Construction Loan Financing:

Here we go again.  Every year, about this time, I am asked to remedy what should not have happened in the first place.  Young couples get caught up in what should be a pleasant experience but ends up being, more times than not, an absolute nightmare: the construction of their first home. Some are under the assumption that building one's house is easy.  Lenders, as a general rule, are not protected against liens until after the house has been built for at least 45 days. As a result, lending institutions are very diligent when seeking protection during the construction period. Your loan and progress will be monitored very closely, and not only does the lender want to see the progress, but compared to the overall loan facility (limit), the lender also must insure that there is enough money to finish the project at any stage of the game.  I would like to share with you some guidelines that could avoid heartache, and financial failure.

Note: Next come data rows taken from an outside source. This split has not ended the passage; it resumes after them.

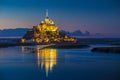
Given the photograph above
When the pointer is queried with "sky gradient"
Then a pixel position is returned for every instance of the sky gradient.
(95, 16)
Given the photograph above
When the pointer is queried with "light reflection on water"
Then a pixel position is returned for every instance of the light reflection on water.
(46, 58)
(26, 63)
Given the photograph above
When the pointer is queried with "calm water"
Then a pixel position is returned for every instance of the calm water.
(19, 63)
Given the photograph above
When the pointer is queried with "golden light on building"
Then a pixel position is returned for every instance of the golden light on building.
(47, 31)
(47, 59)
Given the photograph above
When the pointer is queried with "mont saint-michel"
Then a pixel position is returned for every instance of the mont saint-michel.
(47, 31)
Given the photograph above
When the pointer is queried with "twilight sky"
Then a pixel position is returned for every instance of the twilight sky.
(96, 16)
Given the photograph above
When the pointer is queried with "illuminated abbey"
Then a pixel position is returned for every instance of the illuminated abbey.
(46, 31)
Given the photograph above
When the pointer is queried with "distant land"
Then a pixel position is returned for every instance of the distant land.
(19, 32)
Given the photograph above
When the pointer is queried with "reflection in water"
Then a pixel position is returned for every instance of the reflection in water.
(46, 58)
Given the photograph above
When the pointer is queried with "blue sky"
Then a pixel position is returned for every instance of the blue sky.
(96, 16)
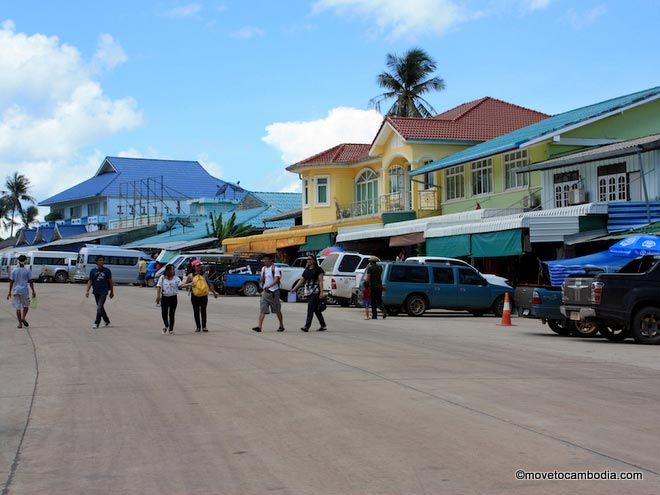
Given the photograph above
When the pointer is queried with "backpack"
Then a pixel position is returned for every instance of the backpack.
(200, 288)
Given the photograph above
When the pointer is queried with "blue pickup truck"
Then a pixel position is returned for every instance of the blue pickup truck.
(416, 288)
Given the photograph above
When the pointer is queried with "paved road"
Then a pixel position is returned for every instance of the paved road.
(441, 404)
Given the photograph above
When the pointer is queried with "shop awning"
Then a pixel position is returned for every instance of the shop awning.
(495, 244)
(316, 242)
(407, 239)
(453, 246)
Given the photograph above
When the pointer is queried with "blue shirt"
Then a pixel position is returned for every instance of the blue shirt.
(100, 280)
(21, 277)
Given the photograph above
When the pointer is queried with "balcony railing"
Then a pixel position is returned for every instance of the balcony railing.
(358, 209)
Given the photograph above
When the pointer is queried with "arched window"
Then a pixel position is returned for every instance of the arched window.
(366, 192)
(396, 179)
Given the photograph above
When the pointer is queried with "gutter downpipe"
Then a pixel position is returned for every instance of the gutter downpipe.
(646, 195)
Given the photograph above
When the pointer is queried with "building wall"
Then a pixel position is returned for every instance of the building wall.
(588, 173)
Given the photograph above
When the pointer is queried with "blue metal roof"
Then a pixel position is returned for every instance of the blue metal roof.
(547, 126)
(65, 231)
(181, 179)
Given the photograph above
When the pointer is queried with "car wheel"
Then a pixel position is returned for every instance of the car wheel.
(614, 333)
(586, 328)
(393, 310)
(415, 305)
(646, 326)
(560, 327)
(250, 289)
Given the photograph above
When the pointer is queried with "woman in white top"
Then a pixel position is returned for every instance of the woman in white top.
(166, 290)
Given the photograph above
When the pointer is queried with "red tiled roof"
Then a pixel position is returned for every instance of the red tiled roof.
(342, 153)
(478, 120)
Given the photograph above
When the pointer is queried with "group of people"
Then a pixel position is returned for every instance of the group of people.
(169, 284)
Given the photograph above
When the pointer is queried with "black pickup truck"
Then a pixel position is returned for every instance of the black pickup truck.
(620, 304)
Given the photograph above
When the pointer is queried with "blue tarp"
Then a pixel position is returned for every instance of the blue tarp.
(560, 269)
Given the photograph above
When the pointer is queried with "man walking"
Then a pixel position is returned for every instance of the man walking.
(270, 295)
(20, 278)
(100, 281)
(375, 279)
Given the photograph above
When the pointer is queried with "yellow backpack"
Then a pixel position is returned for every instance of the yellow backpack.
(200, 287)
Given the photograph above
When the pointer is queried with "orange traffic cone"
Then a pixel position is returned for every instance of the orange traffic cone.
(506, 312)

If your lot is not paid in full before you started building, you'll probably run out of money before you finish.  The lender will want to pay the land from the first advance, leaving less than an adequate amount to continue to the next stage.

If you are building your own home [general contractor], you probably will find difficulty in locating a lending institution to grant you the loan, unless you are in th construction business, full-time.  Several potential homeowners want the shell of the house to be constructed by an outside source, while leaving the interior to be completed by themselves over a period of time.  Lending institutions will find much difficulty in accepting this arrangement, because the longer the project takes, the more chance of construction liens, or loss of heart by the homeowner.

If your new home is a pre-fabricated house, you may need money to pay for the unit before it gets delivered to your lot.  The bank, on the other hand, will want the house sitting on the foundation and hooked up to services (well & septic, hydro, and gas) before it releases the bulk of the money. Again the reason being the potential for construction liens, which take precedence to the mortgage.

If you don't have access to unsecured lines of credit for at least $20,000 or $25,000 you'll probably run out of money.  If you a regular reader of this column, you know that I regard the mortgage system as a challenge, and in most cases, the system can be beat.  When it comes to construction financing, the difficulty level escalates dramatically.

I strongly encourage you to visit my website and under "Sun Articles",   go to the "construction financing" section and at least be aware of your options.  You'll find that I endorse "off-site security financing".   The easiest at least expensive method of building your new house is by using another house for security during construction.  With the advent of "title insurance", drawing equity from a house that is already built (usually a family member) by way of a secured line of credit is relatively easy and inexpensive.  Once you have access to this source of money, you can take as much time as necessary to build your own house, granting your host the comfort of a mortgage on the house being built.   In other words, if your father granted you access to the equity in his house for you to build your new residence, then while you are building, your father gets a mortgage on your lot.  Once your house has been completed, then it is relatively easy to now mortgage this newly built house in order to payback your Dad.  Good luck.